林擲咬咬後槽牙,正欲反唇相譏,就聽黎白衣又道:“黎某人還想討教一下,已死之人如何徹底消失?”

他仰頭望天,很是苦惱的模樣。

這話乍聽之下是黎白衣擔心他那死去的兄長在未來的某一天突然活過來,那唾手可得的黎家就還是人家黎白沿的。可吃瓜群眾最擅長的就是展開聯想——都是玄門世家子弟,黎白沿能活過來,那林欖是不是也能活過來?難道這才是林欖屍身神秘消失的根由,有人不想讓前家主覆活?

而林欖屍身失蹤與黎白沿的死是同時同地發生的事,前者跟林擲有關的話,後者是不是也是林擲的手筆?

人群中有人質疑:“不是說黎家公子是被一股神秘勢力所害嗎?”

黎白衣不置可否,只管一口一口品嘗涼了之後愈發苦澀的藥湯。

人們的腦洞在這句話的提點下徹底打開——神秘勢力什麽的,那不是至今都沒證實真的存在麽。

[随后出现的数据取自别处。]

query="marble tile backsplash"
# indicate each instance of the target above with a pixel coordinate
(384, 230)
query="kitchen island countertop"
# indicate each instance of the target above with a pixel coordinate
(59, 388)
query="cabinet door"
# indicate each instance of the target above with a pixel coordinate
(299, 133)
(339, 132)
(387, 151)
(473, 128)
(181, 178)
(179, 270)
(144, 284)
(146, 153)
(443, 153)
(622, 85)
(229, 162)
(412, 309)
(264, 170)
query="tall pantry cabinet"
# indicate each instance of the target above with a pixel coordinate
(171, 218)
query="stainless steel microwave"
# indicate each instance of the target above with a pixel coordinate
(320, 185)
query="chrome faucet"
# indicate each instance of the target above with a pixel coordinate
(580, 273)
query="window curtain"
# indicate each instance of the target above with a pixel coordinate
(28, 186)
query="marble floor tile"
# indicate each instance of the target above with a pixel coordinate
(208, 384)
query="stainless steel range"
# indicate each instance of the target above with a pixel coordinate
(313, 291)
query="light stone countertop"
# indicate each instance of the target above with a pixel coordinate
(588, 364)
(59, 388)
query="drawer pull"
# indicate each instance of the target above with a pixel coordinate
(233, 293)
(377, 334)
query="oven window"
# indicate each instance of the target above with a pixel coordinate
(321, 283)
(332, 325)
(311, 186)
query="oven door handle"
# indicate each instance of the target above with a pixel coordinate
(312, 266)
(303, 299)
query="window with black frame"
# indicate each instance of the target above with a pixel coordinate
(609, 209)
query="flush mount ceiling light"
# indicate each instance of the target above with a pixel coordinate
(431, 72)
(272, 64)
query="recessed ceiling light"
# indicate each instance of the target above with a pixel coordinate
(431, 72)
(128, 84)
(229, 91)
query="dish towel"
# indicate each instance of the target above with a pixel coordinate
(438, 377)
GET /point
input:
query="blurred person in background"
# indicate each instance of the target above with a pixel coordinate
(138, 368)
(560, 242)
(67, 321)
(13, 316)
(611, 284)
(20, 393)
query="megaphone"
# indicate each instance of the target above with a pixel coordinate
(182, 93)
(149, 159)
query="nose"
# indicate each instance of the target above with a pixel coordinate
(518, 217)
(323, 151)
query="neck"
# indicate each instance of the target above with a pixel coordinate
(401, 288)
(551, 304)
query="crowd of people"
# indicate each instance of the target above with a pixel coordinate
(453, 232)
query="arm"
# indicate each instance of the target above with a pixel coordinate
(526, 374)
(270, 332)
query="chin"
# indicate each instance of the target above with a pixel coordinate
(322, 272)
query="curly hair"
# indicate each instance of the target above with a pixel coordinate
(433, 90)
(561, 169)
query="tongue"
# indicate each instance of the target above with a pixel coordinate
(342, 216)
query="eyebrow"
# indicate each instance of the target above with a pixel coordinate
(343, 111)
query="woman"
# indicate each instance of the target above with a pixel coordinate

就算真的存在,怕是也有靠山才能隱身到現在都沒被各大世家挖出來。

如果這靠山是林家,是這位一直被叔父排擠、隱忍多年終於還是登上家主之位的林家大少的話,一切就都合理起來了。

他有足夠的時間和精力來培養這樣一股勢力,就好像叛出家門十年,再歸來已是火爺的林炎那般。

假如這股神秘勢力當真在林擲掌握,那麽林擲登上家主之位以後的種種不作為豈不成了欲蓋彌彰?那股勢力打從老早之前便對各個世家搞事,只不過這裏是焚城,大夥更關註眼皮子底下的林家而已。

難道這位林家主不滿足於一個林家,他想掌握整個玄門?

到這一步,誰還有心思去探究那位明知黎家有能力覆活死人的黎白衣是不是想搶奪家產,人們的吃瓜焦點集中到林擲的野心到底有多大上,順帶著,黎白沿的死貌似也有了更合理的解釋——弄死黎家嫡子卻留了養子的活口,這不是擺明了要斷黎家主的香火並預留了一個作案動機明確的背鍋俠麽。

“怪不得黎白衣天天帶人跑林家門口哭喪,這招嫁禍多損吶。”

“就是就是,多虧黎家主明察秋毫沒有錯怪無辜,不然那俊小夥怕是早死翹翹了。”

“黎家主的夫人是火爺的親姑姑,以前跟火爺算不得多親,起碼也不會形同陌路。黎白沿一死,黎夫人恨不能當街把火爺撓死,黎家跟霍家撕破臉對霍家的發展是種鉗制,霍家發展不起來,還不是林家受益最大。”

“林擲他爹可是從火爺手裏搶走林家的狠角色,有其父必有其子。”

……

眾口鑠金,哪管真相幾何。

人們的議論聲一浪高過一浪,搭配此起彼伏的震天哀嚎,林擲連張嘴辯解的縫隙都尋不到。

林擲胸膛起伏越來越明顯,這次是真的動了怒,牽動了傷口。

黎白衣的關切適時而至:“我這還有一碗補氣血的湯藥,要不……”

“還是算了,萬一林家主喝完黎某人的藥,中個毒什麽的,黎某人可吃罪不起。”

連黎白衣說什麽都沒聽清的林擲:“……”

人群的八卦熱情卻在這話之後登上又一高峰。